Timidez pode ser uma ajuda ou um obstáculo para a criança, são vários os exemplos que podemos observar com alguma naturalidade no comportamento da criança. Quando chegamos a um espaço novo, muitas das crianças procuram as pernas dos pais como porto seguro, outras quando lhes é feita uma pergunta o silêncio vira a resposta. Estes são exemplos que podemos encontrar em grande parte das crianças e que são naturais. Quem melhor que os pais para aprovar a nova experiência? Aqui os pais têm o objectivo de dar luz verde à acção da criança “podes ir filho ou podes falar pois o senhor é amigo”, são mensagens importantes a dar.

Um aspecto crítico que não podemos cair no erro de cometer é forçar o julgamento ou introduzir obrigações. O forçar a criança a ser menos tímida leva a que ela própria sinta que os pais queriam que ela fosse diferente. Se a ansiedade era uma dificuldade, neste momento acabamos por lançar mais lenha na fogueira. Ouvir os problemas dos pequenos pode ser a base de uma grande solução. Escutar e valorizar o que a criança está a viver é contribuir para o aumento da sua confiança em enfrentar aquele momento.
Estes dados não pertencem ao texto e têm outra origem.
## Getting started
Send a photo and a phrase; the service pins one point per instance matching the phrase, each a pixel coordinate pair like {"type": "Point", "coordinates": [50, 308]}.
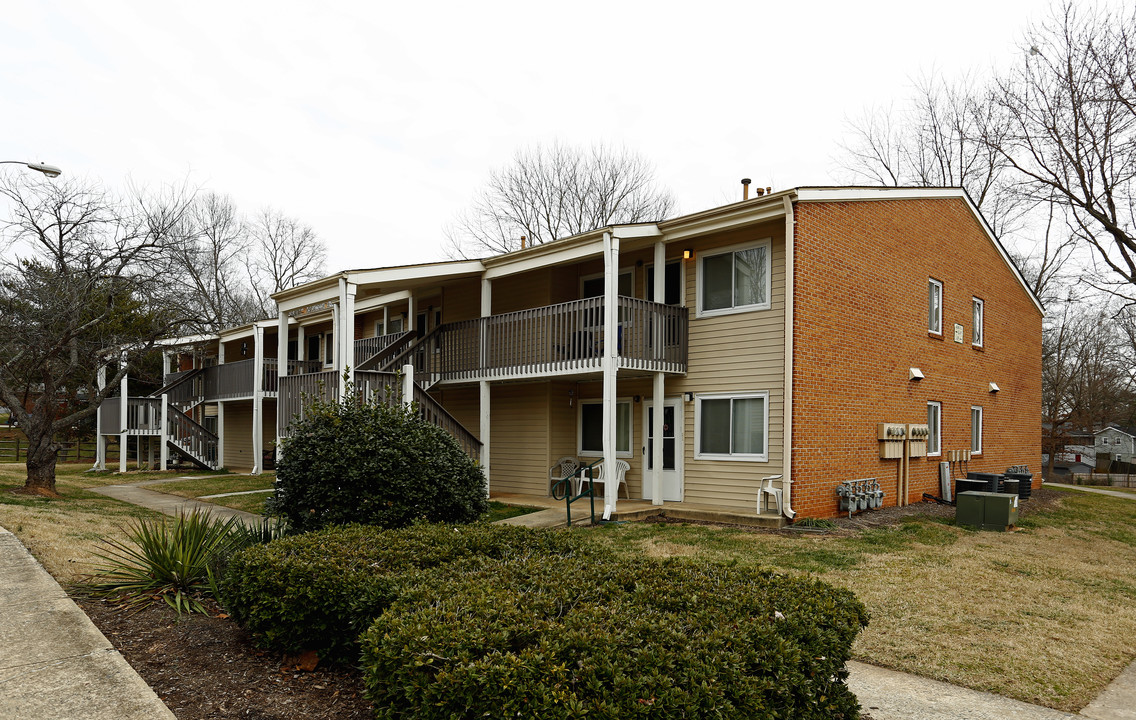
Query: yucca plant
{"type": "Point", "coordinates": [173, 560]}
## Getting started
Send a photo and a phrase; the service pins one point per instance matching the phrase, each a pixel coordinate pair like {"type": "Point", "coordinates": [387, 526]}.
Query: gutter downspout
{"type": "Point", "coordinates": [787, 401]}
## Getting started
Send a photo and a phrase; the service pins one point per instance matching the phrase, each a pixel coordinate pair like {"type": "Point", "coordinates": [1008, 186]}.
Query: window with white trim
{"type": "Point", "coordinates": [590, 443]}
{"type": "Point", "coordinates": [934, 307]}
{"type": "Point", "coordinates": [732, 426]}
{"type": "Point", "coordinates": [979, 310]}
{"type": "Point", "coordinates": [735, 279]}
{"type": "Point", "coordinates": [976, 430]}
{"type": "Point", "coordinates": [935, 427]}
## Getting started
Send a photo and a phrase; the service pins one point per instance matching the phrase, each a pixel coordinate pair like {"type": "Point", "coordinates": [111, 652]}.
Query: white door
{"type": "Point", "coordinates": [671, 450]}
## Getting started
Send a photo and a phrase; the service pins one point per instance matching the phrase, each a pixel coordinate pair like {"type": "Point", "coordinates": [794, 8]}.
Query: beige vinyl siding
{"type": "Point", "coordinates": [239, 435]}
{"type": "Point", "coordinates": [734, 353]}
{"type": "Point", "coordinates": [519, 443]}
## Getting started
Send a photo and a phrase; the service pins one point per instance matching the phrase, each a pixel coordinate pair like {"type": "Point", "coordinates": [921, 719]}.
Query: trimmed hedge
{"type": "Point", "coordinates": [373, 463]}
{"type": "Point", "coordinates": [548, 637]}
{"type": "Point", "coordinates": [319, 591]}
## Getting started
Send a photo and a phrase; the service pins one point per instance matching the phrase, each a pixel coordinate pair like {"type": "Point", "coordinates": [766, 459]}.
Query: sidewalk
{"type": "Point", "coordinates": [55, 664]}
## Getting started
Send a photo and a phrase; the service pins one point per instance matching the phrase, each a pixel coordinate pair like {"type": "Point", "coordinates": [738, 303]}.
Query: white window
{"type": "Point", "coordinates": [976, 430]}
{"type": "Point", "coordinates": [935, 427]}
{"type": "Point", "coordinates": [591, 428]}
{"type": "Point", "coordinates": [977, 335]}
{"type": "Point", "coordinates": [735, 279]}
{"type": "Point", "coordinates": [732, 426]}
{"type": "Point", "coordinates": [934, 307]}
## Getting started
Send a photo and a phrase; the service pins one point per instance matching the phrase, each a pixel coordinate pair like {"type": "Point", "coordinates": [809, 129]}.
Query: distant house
{"type": "Point", "coordinates": [815, 334]}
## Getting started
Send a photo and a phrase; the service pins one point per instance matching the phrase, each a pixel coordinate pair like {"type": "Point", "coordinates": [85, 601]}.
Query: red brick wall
{"type": "Point", "coordinates": [860, 323]}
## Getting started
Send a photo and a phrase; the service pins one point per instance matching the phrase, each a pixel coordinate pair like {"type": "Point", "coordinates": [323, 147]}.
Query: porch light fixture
{"type": "Point", "coordinates": [50, 170]}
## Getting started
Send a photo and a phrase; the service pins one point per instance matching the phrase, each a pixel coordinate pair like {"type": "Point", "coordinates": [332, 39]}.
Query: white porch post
{"type": "Point", "coordinates": [347, 337]}
{"type": "Point", "coordinates": [100, 441]}
{"type": "Point", "coordinates": [610, 367]}
{"type": "Point", "coordinates": [164, 448]}
{"type": "Point", "coordinates": [258, 396]}
{"type": "Point", "coordinates": [659, 398]}
{"type": "Point", "coordinates": [483, 387]}
{"type": "Point", "coordinates": [123, 412]}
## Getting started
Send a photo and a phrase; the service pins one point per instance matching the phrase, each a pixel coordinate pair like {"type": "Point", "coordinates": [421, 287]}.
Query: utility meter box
{"type": "Point", "coordinates": [917, 444]}
{"type": "Point", "coordinates": [986, 511]}
{"type": "Point", "coordinates": [891, 436]}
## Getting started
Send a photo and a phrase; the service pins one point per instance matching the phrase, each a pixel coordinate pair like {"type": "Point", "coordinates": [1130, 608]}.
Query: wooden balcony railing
{"type": "Point", "coordinates": [552, 340]}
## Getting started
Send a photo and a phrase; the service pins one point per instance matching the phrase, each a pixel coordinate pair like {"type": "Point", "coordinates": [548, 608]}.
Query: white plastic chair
{"type": "Point", "coordinates": [601, 476]}
{"type": "Point", "coordinates": [565, 467]}
{"type": "Point", "coordinates": [766, 491]}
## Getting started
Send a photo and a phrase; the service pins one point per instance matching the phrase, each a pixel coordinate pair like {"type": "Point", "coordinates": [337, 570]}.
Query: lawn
{"type": "Point", "coordinates": [1046, 614]}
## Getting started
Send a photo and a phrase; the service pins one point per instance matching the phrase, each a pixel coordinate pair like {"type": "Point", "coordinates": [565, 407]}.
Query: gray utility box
{"type": "Point", "coordinates": [987, 511]}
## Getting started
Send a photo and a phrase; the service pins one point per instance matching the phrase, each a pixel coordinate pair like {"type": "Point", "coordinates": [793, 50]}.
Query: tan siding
{"type": "Point", "coordinates": [519, 444]}
{"type": "Point", "coordinates": [239, 435]}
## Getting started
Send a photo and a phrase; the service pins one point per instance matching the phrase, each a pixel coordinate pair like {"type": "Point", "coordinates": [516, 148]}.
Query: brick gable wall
{"type": "Point", "coordinates": [860, 323]}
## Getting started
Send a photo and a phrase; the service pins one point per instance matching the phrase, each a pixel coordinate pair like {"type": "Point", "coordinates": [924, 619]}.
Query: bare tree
{"type": "Point", "coordinates": [1070, 135]}
{"type": "Point", "coordinates": [284, 252]}
{"type": "Point", "coordinates": [938, 139]}
{"type": "Point", "coordinates": [557, 191]}
{"type": "Point", "coordinates": [77, 278]}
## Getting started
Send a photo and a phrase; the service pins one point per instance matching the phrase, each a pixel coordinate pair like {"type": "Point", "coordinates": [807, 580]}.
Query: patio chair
{"type": "Point", "coordinates": [601, 476]}
{"type": "Point", "coordinates": [565, 467]}
{"type": "Point", "coordinates": [766, 491]}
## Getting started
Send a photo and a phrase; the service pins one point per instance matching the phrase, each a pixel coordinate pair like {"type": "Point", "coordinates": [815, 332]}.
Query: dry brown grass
{"type": "Point", "coordinates": [1045, 614]}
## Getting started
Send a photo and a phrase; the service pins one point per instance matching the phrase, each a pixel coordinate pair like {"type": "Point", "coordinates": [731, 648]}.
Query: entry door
{"type": "Point", "coordinates": [671, 450]}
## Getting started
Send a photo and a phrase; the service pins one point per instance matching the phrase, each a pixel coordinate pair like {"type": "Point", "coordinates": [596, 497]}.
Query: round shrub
{"type": "Point", "coordinates": [319, 591]}
{"type": "Point", "coordinates": [373, 463]}
{"type": "Point", "coordinates": [546, 638]}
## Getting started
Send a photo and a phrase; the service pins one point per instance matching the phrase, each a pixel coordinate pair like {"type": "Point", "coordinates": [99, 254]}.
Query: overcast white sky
{"type": "Point", "coordinates": [376, 122]}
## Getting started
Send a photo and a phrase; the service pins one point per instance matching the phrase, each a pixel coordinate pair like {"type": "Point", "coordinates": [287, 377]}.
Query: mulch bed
{"type": "Point", "coordinates": [205, 667]}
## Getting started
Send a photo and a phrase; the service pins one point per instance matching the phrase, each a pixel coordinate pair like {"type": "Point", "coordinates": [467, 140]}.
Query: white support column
{"type": "Point", "coordinates": [610, 368]}
{"type": "Point", "coordinates": [164, 449]}
{"type": "Point", "coordinates": [408, 384]}
{"type": "Point", "coordinates": [123, 412]}
{"type": "Point", "coordinates": [485, 429]}
{"type": "Point", "coordinates": [220, 434]}
{"type": "Point", "coordinates": [347, 337]}
{"type": "Point", "coordinates": [258, 396]}
{"type": "Point", "coordinates": [483, 387]}
{"type": "Point", "coordinates": [100, 440]}
{"type": "Point", "coordinates": [659, 390]}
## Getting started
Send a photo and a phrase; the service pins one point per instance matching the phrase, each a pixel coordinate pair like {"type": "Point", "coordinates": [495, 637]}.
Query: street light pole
{"type": "Point", "coordinates": [50, 170]}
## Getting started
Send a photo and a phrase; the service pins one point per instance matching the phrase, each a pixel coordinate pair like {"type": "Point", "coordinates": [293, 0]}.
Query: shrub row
{"type": "Point", "coordinates": [548, 637]}
{"type": "Point", "coordinates": [319, 591]}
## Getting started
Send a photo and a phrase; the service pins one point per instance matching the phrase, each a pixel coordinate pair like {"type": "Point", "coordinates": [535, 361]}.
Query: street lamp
{"type": "Point", "coordinates": [50, 170]}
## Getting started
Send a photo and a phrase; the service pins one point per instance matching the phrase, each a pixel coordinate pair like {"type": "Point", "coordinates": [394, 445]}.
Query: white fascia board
{"type": "Point", "coordinates": [558, 257]}
{"type": "Point", "coordinates": [428, 274]}
{"type": "Point", "coordinates": [854, 194]}
{"type": "Point", "coordinates": [737, 215]}
{"type": "Point", "coordinates": [378, 301]}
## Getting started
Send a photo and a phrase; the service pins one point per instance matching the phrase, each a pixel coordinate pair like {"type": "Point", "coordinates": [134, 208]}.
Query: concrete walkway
{"type": "Point", "coordinates": [55, 664]}
{"type": "Point", "coordinates": [1099, 491]}
{"type": "Point", "coordinates": [170, 504]}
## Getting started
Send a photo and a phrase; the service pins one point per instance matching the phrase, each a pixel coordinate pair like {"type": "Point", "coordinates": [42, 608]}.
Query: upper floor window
{"type": "Point", "coordinates": [977, 334]}
{"type": "Point", "coordinates": [934, 425]}
{"type": "Point", "coordinates": [735, 279]}
{"type": "Point", "coordinates": [934, 307]}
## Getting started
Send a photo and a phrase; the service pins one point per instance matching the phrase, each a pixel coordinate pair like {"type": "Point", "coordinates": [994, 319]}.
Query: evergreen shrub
{"type": "Point", "coordinates": [319, 591]}
{"type": "Point", "coordinates": [541, 637]}
{"type": "Point", "coordinates": [373, 463]}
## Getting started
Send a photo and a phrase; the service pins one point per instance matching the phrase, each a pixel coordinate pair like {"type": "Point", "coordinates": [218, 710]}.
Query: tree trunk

Como trabalho eu a confiança das crianças? Uma vez que não vou a festas com elas, nem as levo a espaços novos, se tivesse que dar nomes aos ingredientes estes seriam o “errar” e o “sucesso”, ou seja, fazer coisas más e coisas boas. Sou terapeuta e trabalho em salas, crio nelas experiências vividas que visam atingir um foco final. A linha orientadora que sigo faz o meu trabalho ter um efeito terapêutico, ou seja procuro actuar sobre uma dificuldade e anulá-la.

Numa primeira fase, os pais ficam dentro da sala enquanto manipulo o espaço para jogos e momentos de diversão. Aos poucos, a criança vai sentido aquele espaço seguro e quando já tenho a sua confiança, posso então mudar as tarefas e expor as suas dificuldades nas mesmas. O confronto do problema é vivido no momento do jogo e nunca contra mim, pois terei que ser sempre alguém em quem elas confiam. Tornar o jogo difícil, impossível, fácil, lento, rápido são variáveis que funcionam como pinceladas na tela da segurança.

Um dos exemplos é o menino M. Este menino tinha um tónus muscular baixo que se refletia também ao nível oro-facial. O seu medo de agir em grupo e de fazer parte das atividades da turma, faziam dele um menino mais isolado. Tinha dificuldades acentuadas em falar e em termos motores acabava por ser mais desajeitado e sentindo medo de agir, ficar de parte era a sua escolha.

O nosso espaço terapêutico virou muitas vezes uma sala onde a gravidade era maior que a do planeta terra. Virou campo de lutas e campo de treino. Brincávamos em voz alta, fazíamos força um contra o outro, tínhamos que pedir sempre objetos ou contar histórias. Os seus medos eram treinados lado a lado comigo e num contexto seguro. Quando vi que ele tinha segurança e sucesso, a sessão foi vivida com mais um amigo, e depois mais outro, e mais outro e só assim a passagem aconteceu com sucesso.


Nunca podemos largar um peixe num lago de tubarões sem ter certezas que ele leva as armas certas consigo. Se o peixe não pode virar tubarão, então temos que ver onde os tubarões são fortes e fazer o nosso peixe pensar como um tubarão.